What’s remarkable is that this goal has been reached while the spacecraft still has the capacity to tell us about it. The faint signals from Voyager 1 have about the same power as the light bulb in your refrigerator and that’s before they travel the 19 billion km across space to provide a daily briefing of what conditions are like out there. The two Voyagers are expected to last until at least 2020, so there’s a good few years of space exploration ahead of them.
Earlier this year it was announced that Voyager 1 had officially crossed into interstellar space on 25 August 2012.
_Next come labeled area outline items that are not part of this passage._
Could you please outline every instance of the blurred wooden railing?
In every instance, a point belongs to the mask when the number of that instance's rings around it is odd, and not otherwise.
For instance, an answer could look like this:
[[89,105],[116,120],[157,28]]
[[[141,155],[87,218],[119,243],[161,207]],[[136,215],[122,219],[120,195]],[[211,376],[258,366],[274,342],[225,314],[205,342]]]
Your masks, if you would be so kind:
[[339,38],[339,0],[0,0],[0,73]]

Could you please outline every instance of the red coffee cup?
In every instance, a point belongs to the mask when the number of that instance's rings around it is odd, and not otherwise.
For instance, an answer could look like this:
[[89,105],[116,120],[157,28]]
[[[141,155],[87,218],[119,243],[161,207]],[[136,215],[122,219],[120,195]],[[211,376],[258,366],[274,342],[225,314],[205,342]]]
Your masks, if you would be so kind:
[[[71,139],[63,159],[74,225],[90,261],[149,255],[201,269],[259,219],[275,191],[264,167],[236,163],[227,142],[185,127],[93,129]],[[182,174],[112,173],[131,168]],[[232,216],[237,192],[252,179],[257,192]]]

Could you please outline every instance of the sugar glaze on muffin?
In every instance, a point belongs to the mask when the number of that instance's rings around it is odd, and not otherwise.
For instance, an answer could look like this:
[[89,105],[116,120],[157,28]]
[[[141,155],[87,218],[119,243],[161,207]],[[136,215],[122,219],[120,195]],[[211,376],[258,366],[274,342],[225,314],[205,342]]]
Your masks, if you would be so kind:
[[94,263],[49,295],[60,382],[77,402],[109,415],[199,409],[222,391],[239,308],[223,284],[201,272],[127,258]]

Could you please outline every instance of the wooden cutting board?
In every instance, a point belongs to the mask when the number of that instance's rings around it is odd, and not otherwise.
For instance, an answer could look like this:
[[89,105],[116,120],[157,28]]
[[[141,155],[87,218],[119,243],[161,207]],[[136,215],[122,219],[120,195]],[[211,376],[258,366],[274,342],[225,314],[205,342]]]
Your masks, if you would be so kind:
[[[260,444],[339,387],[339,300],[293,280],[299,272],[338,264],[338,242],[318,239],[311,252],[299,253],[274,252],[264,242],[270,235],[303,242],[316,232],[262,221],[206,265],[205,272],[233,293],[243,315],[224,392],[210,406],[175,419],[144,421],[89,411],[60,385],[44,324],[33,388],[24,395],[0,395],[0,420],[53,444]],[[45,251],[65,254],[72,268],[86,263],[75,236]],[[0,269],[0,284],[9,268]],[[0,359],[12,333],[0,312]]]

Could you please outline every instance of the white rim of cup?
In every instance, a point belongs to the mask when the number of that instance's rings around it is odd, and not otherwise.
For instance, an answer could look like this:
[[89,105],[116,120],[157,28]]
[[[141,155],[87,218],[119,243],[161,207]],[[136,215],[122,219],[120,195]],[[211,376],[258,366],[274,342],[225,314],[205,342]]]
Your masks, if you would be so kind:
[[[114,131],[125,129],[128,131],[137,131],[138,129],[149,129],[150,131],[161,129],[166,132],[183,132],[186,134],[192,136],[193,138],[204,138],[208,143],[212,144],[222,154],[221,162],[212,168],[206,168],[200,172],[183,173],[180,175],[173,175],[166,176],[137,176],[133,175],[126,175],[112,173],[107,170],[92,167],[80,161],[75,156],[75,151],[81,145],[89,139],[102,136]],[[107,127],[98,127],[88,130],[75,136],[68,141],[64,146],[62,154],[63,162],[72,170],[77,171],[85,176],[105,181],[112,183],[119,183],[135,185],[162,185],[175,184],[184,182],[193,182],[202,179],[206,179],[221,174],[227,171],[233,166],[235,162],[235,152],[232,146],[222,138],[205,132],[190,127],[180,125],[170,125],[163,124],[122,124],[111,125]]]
New Horizons : This will be the first spacecraft to visit Pluto. What the Voyagers did for our understanding of the gas giants, New Horizons is set to do for Pluto and the other worlds of the Kuiper Belt. The spacecraft was launched back in 2006 and has been in hibernation for most of the journey. It has almost two years to go before reaching its destination and is expected to deliver fantastic photographs and insights on its Pluto flyby.
New Horizons will provide the first close-up views of Pluto. It will take one year to beam all the data back to Earth, 7.5 billion km away.
International Space Station : Every day for the last 13 years visiting astronauts have woken up to a day in the office, floating 400km above Earth, on board the International Space Station. The space station is a floating laboratory built to progress science. Certainly seeing how things behave on the space station, gives a great insight into how things work. Like this demo on youtube of trying to wring out a towel in weightlessness. But if you’re like me, you’ll end up following all of Chris Hadfield’s videos and they’ll draw you into the human side of working in space. Be sure to finish up with his rendition of David Bowie’s Space Oddity.
The space station is not only a science lab, it’s a home. Astronaut and crafter Karen Nyberg made this dinosaur for her son, crafted from material salvaged onboard the space station.